Послышались смешки. Девушка обернулась, задетая смехом, пытаясь понять, кто смеялся.
– Тихо, – сказал Адриа. Он ободряюще взглянул на девушку со стрижкой.
– Ну… – сказала она. – Стихи, песни… они не заставляют меня думать. Они заставляют меня чувствовать что-то такое, что я не могу выразить.
И тише:
– Иногда… Иногда они заставляют меня плакать, – закончила она совсем тихо.
На этот раз никто не засмеялся. Три или четыре секунды последовавшего за этим молчания были самым важным моментом за весь курс. Все испортил университетский надзиратель, который открыл дверь и сказал, что пора заканчивать.
– В искусстве – личное спасение, но в нем не может быть спасения для всего человечества, – ответил Адриа Ардевол надзирателю, который закрыл дверь, смутившись от слов этого ненормального профессора.
– В искусстве – личное спасение, но в нем не может быть спасения для всего человечества, – повторил он Саре в столовой за завтраком, сидя перед пейзажем Уржеля, в котором казалось, тоже пробуждается новый день.
– Так и есть, потому что человечество безнадежно.
– Не грусти, дорогая.
– Я не могу не грустить.
– Почему?
– Потому что мне кажется, что…
Тишина. Она сделала глоток чая. В дверь позвонили, и Адриа пошел открывать.
– Осторожно, отойдите! – Катерина вошла и сразу побежала в ванную с зонтом, с которого стекали струи воды.
– Там дождь?
– Да вы бы и бури не заметили, – ответила та из ванной.
– Вы преувеличиваете.
– Преувеличиваю? Вы бы в море воды не нашли!
Я вернулся в столовую. Сара уже доедала. Адриа положил на ее руку свою, чтобы она не вставала.
– Почему ты не можешь не грустить?
Сара молчала. Она вытерла губы салфеткой в бело-голубую клетку и затем аккуратно сложила ее. Я стоял и ждал, слушая привычное шуршание Катерины по хозяйству в другом конце квартиры.
– Потому что мне кажется, что, если я перестану грустить, я… погрешу против памяти своих. Дяди. И других… У меня много покойников.
Я сел, не отпуская ее руки.
– Я люблю тебя, – сказал я.
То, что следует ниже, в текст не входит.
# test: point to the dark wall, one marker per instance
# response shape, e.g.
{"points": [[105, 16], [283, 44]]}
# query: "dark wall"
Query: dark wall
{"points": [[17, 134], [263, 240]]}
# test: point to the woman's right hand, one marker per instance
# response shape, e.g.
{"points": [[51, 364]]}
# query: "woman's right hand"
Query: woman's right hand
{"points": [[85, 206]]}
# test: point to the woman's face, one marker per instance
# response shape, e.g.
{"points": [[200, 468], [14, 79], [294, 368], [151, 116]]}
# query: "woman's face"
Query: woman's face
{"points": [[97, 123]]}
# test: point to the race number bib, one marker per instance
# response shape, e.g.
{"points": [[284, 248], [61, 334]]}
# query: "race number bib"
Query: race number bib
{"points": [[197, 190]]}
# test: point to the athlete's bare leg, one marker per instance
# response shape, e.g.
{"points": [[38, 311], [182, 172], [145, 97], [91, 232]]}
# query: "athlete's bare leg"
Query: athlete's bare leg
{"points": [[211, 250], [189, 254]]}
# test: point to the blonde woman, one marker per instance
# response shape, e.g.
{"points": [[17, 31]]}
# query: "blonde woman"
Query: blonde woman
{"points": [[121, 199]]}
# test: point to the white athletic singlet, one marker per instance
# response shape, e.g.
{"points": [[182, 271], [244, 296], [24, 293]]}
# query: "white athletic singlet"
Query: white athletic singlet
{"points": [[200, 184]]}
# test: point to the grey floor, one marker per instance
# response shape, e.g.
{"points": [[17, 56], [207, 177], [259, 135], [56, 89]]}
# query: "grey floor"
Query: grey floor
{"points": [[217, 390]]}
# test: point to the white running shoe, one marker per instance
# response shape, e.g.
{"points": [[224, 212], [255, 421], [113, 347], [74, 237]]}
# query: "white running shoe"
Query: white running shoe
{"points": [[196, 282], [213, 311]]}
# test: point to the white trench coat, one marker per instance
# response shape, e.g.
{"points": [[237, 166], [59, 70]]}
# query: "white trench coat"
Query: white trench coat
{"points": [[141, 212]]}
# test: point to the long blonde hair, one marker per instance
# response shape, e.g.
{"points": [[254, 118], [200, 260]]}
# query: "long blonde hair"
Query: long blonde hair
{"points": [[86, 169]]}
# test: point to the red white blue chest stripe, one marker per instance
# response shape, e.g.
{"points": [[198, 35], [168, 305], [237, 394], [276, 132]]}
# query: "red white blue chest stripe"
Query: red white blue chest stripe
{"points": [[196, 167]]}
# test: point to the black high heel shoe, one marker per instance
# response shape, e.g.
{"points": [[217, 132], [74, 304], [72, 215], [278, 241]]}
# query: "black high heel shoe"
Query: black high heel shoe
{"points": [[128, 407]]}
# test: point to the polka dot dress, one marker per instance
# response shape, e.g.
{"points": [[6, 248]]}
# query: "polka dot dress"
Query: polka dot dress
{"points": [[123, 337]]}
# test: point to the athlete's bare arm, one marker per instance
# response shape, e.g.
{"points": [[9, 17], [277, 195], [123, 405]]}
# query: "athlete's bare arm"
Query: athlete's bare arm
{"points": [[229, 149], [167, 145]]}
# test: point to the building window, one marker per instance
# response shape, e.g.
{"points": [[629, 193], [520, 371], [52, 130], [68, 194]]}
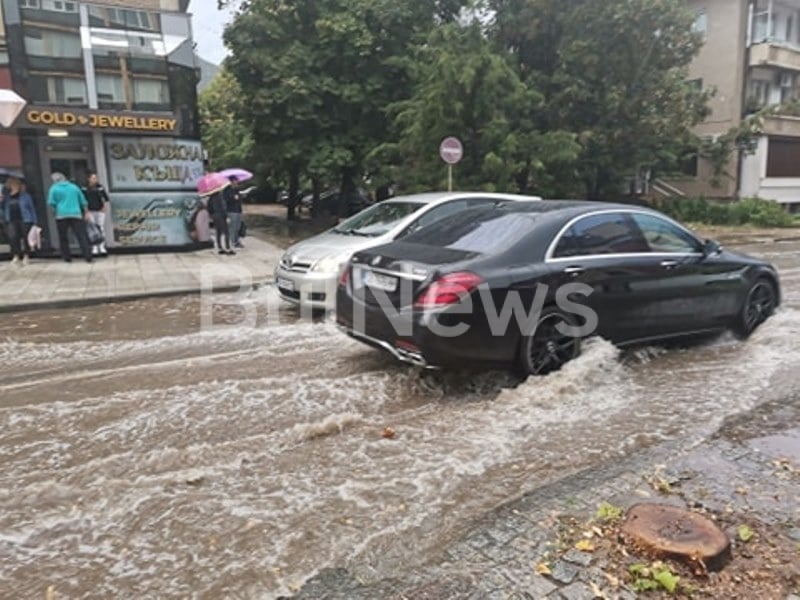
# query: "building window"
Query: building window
{"points": [[782, 157], [45, 42], [700, 23], [54, 89]]}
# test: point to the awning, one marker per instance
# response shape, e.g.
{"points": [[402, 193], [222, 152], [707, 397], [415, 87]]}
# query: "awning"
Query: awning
{"points": [[11, 104]]}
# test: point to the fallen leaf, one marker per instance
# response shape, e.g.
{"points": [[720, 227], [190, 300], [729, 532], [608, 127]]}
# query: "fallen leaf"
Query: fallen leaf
{"points": [[745, 533]]}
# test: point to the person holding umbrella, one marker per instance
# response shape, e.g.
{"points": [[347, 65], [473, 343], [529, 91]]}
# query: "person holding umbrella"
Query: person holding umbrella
{"points": [[211, 186], [19, 215]]}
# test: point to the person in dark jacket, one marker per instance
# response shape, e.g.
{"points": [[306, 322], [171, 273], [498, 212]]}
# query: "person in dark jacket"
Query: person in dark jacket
{"points": [[233, 204], [219, 215], [97, 199], [19, 215]]}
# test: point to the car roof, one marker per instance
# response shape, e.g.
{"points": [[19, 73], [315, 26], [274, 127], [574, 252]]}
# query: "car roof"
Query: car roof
{"points": [[437, 197]]}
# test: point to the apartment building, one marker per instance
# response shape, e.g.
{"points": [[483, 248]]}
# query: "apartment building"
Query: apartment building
{"points": [[751, 57], [108, 86]]}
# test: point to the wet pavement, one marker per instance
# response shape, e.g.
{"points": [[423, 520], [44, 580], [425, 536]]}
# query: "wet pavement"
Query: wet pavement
{"points": [[169, 448]]}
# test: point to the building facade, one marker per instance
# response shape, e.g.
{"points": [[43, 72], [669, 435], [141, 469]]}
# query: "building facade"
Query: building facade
{"points": [[110, 87], [751, 58]]}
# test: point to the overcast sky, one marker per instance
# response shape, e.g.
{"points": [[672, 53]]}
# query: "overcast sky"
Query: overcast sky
{"points": [[207, 24]]}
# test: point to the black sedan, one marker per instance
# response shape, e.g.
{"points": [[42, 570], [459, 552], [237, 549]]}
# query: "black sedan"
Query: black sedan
{"points": [[520, 284]]}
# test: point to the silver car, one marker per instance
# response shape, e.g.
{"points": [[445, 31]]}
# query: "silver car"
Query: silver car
{"points": [[308, 272]]}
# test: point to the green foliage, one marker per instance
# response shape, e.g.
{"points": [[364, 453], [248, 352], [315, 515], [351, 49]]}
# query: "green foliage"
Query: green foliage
{"points": [[613, 73], [318, 75], [609, 512], [461, 86], [748, 211], [226, 136], [653, 577]]}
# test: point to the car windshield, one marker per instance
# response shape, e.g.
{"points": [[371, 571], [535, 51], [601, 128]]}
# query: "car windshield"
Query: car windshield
{"points": [[480, 231], [378, 219]]}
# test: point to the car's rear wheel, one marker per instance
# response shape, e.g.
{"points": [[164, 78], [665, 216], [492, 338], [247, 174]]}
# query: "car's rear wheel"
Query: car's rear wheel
{"points": [[549, 348], [758, 306]]}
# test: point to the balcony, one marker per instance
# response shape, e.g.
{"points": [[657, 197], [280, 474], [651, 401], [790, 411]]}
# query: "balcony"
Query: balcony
{"points": [[782, 125], [775, 54]]}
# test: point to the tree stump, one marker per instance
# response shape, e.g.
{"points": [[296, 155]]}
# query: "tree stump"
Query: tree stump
{"points": [[670, 531]]}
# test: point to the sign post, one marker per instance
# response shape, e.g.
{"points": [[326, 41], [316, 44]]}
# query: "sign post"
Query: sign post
{"points": [[451, 152]]}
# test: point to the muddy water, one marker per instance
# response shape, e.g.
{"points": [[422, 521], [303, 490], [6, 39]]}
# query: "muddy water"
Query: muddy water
{"points": [[144, 456]]}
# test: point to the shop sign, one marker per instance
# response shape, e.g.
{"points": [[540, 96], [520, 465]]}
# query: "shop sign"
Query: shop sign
{"points": [[154, 219], [92, 120], [142, 163]]}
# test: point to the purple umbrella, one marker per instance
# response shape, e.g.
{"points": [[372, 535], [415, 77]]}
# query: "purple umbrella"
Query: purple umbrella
{"points": [[240, 174], [211, 183]]}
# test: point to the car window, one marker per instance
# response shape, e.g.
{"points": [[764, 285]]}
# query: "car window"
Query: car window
{"points": [[478, 230], [377, 219], [608, 233], [443, 211], [663, 236]]}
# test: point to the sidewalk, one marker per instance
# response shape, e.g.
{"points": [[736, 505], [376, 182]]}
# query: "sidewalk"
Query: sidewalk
{"points": [[54, 283]]}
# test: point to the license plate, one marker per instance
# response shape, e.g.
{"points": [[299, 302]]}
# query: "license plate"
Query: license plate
{"points": [[377, 281], [286, 284]]}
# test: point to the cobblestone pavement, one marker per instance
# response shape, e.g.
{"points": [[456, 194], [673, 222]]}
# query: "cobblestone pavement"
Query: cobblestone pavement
{"points": [[750, 468]]}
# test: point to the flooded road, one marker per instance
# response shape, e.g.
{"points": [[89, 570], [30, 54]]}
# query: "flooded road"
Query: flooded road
{"points": [[143, 455]]}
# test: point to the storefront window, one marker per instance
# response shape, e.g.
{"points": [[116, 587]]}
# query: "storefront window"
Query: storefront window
{"points": [[54, 89]]}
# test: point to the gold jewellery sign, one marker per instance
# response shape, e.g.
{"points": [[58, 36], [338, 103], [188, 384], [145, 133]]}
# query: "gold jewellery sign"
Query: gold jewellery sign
{"points": [[91, 120]]}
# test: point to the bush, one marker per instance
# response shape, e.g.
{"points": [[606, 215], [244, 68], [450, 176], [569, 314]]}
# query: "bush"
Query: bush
{"points": [[748, 211]]}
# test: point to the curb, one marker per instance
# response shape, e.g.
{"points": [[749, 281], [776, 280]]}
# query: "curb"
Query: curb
{"points": [[111, 299]]}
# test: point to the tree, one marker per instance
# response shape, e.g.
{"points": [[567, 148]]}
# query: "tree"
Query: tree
{"points": [[226, 136], [317, 75], [462, 87], [614, 73]]}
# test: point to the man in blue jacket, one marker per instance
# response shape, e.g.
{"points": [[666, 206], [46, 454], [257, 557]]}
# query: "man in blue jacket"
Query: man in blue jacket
{"points": [[70, 206], [19, 214]]}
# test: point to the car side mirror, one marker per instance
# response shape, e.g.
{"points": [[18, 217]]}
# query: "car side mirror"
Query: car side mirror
{"points": [[711, 247]]}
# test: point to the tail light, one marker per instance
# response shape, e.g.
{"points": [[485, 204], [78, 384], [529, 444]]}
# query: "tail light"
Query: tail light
{"points": [[344, 278], [448, 289]]}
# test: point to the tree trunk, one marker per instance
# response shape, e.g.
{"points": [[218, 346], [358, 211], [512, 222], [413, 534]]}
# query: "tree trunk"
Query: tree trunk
{"points": [[294, 189]]}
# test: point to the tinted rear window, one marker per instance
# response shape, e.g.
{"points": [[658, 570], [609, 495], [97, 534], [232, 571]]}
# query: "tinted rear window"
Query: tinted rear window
{"points": [[480, 230]]}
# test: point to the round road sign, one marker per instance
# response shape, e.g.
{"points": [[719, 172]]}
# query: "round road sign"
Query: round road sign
{"points": [[451, 150]]}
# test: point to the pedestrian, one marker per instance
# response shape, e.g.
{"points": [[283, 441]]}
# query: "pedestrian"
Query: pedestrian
{"points": [[98, 201], [233, 204], [70, 206], [219, 215], [19, 214]]}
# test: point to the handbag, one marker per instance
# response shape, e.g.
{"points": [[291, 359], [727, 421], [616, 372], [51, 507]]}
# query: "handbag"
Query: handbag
{"points": [[35, 238], [94, 233]]}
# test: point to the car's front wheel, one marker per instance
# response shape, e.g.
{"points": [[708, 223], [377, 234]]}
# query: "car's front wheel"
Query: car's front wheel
{"points": [[550, 346], [759, 305]]}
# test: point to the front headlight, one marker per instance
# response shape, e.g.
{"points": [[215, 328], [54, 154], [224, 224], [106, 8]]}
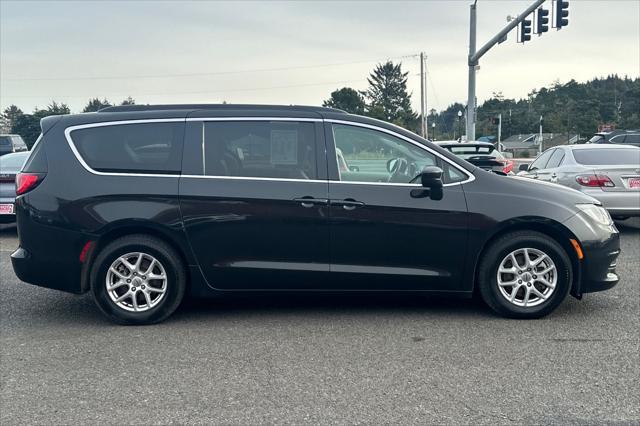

И ты посмотрела на меня, печальная, сосредоточенная и красивая. – Давай родим ребенка, – осмелился я наконец.
Ты отрицательно покачала головой, словно не решаясь сказать этого вслух.
– Почему нет?
Ты подняла брови и сказала: ох.
– Это была бы жизнь в противопоставлении смерти, тебе не кажется?
– Я не чувствую в себе сил. – Ты отрицательно качала головой, говоря: нет, нет, нет, нет, нет.
Я долго спрашивал себя, почему столько «нет» против ребенка. Среди того, что глубоко меня печалит, – то, что я не видел, как растет девочка, похожая на тебя, которой никто никогда не скажет: стой спокойно, а то я оторву тебе нос, – потому что ей никогда не придется испуганно мять в руках бело-голубую клетчатую салфетку. Или мальчик, которому не придется в ужасе умолять: Teve, Teve!
После доставшейся столь дорогой ценой исповеди на ледяном острове Узедом Будден покинул свой стул у очага – оставил позади замерзшую деревню на балтийском берегу, украв у доверчивых хозяев удостоверение на имя дорогого им Ойгена Мюсса, чтобы избежать проблем с оккупационными войсками союзников, и бежал в третий раз, словно боясь, что бедный монах-исповедник из могилы обвинит его перед своими братьями в каком-нибудь из совершенных преступлений. В глубине души он боялся не картезианцев и не их молчания. Он не боялся неналоженной епитимьи; он не боялся смерти; он не заслуживал самоубийства, потому что знал, что должен исправить причиненное им зло. Он прекрасно знал, что заслужил вечные муки, и не чувствовал себя вправе избегать их. Но ему надо было еще кое-что сделать, прежде чем отправиться в ад. «Ты должен подумать, сын мой, – сказал ему старый монах перед разрешением и перед смертью в своей единственной короткой речи за всю исповедь, – каким образом ты можешь исправить то зло, которое причинил». И добавил тише: «Если это возможно исправить…» Несколько секунд он колебался и затем продолжил: «Да простит меня Господь, чье милосердие бесконечно, но даже если ты попытаешься исправить причиненное тобой зло, я думаю, что тебе нет места в раю». Во время своего бегства Ойген Мюсс думал об исправлении зла. Другим было проще, потому что во время своего бегства им нужно было только уничтожить архивы, – ему же нужно было уничтожить все свидетельства в своем сердце. Точнее, свидетелей. Господи.
327
Узедом – остров в Балтийском море, напротив устья реки Одер.